Sabtu, Desember 7

Bersama BPTP Balitbangtan Jatim, Petani Tak Takut Bertanam Bawang Merah di Luar Musim

Bawang Merah sebagai salah satu komoditas hortikultura dengan fluktuasi harga tinggi, maka salah satu strategi yg dapat dipilih adalah dengan bertanam bawang merah sepanjang musim. Salah satu teknologi yang dapat digunakan untuk mewujudkan hal tersebut adalah dengan menggunakan benih asal biji botani/ TSS( True Shallot Seed) (TSS).

Demplot bertempat di Poktan karya Bhakti I Desa Purworejo Kec. Ngantang Kab.

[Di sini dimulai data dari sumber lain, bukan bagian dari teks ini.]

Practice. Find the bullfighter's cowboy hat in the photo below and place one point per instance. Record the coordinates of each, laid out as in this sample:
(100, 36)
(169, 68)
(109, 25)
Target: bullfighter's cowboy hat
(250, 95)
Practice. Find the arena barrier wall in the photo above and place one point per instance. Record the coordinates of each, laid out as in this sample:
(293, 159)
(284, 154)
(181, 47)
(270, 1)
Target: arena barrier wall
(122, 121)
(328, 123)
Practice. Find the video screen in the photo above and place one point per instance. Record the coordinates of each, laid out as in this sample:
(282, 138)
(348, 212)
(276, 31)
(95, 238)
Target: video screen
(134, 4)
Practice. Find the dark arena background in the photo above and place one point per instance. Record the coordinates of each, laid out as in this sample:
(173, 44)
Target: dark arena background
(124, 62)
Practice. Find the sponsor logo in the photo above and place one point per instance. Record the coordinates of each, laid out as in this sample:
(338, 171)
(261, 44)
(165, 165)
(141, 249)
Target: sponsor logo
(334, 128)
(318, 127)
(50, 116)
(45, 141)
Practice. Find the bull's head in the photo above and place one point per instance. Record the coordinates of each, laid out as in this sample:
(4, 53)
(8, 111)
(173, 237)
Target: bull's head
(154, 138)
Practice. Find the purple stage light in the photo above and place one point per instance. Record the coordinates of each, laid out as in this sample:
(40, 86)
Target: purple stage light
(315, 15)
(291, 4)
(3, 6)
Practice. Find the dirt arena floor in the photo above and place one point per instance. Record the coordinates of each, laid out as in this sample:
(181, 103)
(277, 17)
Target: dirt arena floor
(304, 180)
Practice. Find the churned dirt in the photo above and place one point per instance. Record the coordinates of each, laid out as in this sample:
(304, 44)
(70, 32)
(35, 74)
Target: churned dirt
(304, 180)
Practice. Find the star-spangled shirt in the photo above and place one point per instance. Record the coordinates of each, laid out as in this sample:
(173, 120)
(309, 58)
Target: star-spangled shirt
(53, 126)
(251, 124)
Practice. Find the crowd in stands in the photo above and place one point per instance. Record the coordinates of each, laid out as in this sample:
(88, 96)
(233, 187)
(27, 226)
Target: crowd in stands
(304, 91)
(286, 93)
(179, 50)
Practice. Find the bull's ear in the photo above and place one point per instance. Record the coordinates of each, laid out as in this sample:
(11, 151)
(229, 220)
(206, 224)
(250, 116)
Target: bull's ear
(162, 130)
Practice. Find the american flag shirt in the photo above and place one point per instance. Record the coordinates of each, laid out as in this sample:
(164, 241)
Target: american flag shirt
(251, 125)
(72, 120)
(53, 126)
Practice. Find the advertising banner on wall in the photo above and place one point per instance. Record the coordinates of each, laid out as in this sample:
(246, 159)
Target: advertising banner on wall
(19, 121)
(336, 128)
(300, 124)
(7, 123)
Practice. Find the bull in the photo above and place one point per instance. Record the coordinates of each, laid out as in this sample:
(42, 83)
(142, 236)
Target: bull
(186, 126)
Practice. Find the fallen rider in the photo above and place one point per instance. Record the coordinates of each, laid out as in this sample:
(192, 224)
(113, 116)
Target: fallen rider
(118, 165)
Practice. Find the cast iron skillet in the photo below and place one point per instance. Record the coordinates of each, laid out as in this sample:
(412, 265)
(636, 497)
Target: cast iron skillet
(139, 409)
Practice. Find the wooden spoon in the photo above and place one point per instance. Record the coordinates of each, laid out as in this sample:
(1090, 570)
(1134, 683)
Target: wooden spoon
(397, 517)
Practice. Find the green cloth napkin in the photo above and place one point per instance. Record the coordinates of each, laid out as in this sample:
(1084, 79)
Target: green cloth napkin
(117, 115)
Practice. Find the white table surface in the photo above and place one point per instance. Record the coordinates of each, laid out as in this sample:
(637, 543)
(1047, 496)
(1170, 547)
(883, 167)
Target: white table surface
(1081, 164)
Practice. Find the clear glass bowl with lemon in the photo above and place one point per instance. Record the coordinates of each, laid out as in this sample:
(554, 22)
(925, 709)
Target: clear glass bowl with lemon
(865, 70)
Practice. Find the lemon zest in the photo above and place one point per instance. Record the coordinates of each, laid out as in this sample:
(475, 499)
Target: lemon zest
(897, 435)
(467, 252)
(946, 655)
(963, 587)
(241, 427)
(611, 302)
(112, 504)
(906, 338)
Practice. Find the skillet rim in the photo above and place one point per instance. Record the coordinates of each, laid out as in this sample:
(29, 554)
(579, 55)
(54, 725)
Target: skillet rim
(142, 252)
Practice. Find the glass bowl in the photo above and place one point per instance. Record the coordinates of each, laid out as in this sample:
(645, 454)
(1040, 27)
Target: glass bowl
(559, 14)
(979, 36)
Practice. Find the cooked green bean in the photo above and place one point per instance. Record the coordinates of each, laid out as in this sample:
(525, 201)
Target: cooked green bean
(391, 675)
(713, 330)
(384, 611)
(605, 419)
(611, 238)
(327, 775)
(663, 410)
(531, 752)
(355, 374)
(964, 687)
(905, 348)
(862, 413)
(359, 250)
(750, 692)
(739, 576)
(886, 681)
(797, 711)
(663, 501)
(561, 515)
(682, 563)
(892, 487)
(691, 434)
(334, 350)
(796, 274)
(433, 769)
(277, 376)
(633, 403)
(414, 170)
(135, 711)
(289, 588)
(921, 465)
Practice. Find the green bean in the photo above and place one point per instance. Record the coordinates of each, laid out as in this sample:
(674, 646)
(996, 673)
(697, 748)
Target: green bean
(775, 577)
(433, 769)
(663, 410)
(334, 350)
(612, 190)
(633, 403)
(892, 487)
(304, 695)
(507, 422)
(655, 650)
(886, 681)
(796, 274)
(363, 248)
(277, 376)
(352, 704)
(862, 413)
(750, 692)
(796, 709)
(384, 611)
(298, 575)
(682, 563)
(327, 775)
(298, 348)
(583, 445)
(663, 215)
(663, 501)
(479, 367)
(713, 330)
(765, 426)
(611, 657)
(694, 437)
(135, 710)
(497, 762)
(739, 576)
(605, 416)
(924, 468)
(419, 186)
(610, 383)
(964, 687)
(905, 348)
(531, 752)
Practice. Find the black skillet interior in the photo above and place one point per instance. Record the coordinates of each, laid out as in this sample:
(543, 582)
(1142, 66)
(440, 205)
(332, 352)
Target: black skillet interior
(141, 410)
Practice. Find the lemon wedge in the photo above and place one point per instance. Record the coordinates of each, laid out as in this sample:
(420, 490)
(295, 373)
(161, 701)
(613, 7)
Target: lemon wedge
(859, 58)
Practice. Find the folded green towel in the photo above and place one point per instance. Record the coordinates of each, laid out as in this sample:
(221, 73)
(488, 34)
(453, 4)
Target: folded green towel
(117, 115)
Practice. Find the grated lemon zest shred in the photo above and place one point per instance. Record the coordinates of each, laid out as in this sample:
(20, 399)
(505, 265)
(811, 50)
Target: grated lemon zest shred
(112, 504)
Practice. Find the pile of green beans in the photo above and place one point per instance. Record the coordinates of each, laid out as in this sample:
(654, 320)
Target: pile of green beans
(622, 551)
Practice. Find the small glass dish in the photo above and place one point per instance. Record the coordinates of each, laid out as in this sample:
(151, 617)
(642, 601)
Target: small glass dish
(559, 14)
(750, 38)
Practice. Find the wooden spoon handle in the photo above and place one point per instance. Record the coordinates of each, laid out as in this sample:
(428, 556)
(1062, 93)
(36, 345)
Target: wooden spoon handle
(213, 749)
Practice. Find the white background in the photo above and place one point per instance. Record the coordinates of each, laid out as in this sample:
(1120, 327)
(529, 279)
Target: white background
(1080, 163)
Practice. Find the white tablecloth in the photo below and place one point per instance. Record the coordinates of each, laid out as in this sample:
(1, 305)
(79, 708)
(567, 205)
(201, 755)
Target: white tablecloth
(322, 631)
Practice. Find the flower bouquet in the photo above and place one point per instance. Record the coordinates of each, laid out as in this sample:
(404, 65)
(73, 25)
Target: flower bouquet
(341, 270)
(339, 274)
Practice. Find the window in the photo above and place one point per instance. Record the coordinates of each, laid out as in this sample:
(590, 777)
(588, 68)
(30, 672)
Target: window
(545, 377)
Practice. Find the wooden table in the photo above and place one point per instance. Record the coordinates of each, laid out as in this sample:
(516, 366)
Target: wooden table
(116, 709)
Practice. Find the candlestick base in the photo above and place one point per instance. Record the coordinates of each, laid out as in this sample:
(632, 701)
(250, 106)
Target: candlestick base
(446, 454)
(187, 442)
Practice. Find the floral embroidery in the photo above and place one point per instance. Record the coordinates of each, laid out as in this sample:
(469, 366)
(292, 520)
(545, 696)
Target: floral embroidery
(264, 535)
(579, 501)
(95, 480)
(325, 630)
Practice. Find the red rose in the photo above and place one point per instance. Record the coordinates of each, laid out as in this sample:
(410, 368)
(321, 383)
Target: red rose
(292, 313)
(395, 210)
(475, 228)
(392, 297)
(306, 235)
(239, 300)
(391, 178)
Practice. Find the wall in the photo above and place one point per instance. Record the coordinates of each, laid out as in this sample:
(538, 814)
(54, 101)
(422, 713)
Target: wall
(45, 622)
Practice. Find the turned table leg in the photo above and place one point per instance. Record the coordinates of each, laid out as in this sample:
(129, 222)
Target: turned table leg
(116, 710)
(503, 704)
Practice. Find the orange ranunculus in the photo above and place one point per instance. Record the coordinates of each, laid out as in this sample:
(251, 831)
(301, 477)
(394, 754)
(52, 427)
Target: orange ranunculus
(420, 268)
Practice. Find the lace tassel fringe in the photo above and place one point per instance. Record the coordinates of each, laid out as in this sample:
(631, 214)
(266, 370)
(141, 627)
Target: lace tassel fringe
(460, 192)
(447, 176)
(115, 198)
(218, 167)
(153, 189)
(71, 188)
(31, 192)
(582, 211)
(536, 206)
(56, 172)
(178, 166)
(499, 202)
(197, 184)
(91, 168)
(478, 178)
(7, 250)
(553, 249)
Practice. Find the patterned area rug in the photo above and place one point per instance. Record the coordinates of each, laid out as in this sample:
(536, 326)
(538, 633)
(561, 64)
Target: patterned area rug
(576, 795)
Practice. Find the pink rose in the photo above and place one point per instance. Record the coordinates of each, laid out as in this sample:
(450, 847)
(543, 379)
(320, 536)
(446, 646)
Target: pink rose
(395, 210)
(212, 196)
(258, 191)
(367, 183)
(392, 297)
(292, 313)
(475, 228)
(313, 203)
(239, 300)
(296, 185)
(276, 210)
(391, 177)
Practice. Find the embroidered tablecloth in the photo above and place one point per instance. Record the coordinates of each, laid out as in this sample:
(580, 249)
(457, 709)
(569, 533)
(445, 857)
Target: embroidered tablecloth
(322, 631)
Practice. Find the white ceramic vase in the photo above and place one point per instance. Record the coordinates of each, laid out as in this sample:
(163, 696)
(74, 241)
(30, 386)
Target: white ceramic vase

Malang, BPTP Balitbangtan Jawa Timur Bekerjasama dengan BI melaksanakan kegiatan Demplot Klaster Bawang Merah menggunakan TSS di Luar Musim.
Inovasi teknologi yang digunakan dalam kegiatan ini adalah : penggunaaan benih TSS sebagai sumber benih, teknologi air kelapa untuk memperbanyak jumlah umbi per rumpun, penggunaan ( refugia, light trap, perangkap kuning, trichokompos) untuk pengendalian OPT.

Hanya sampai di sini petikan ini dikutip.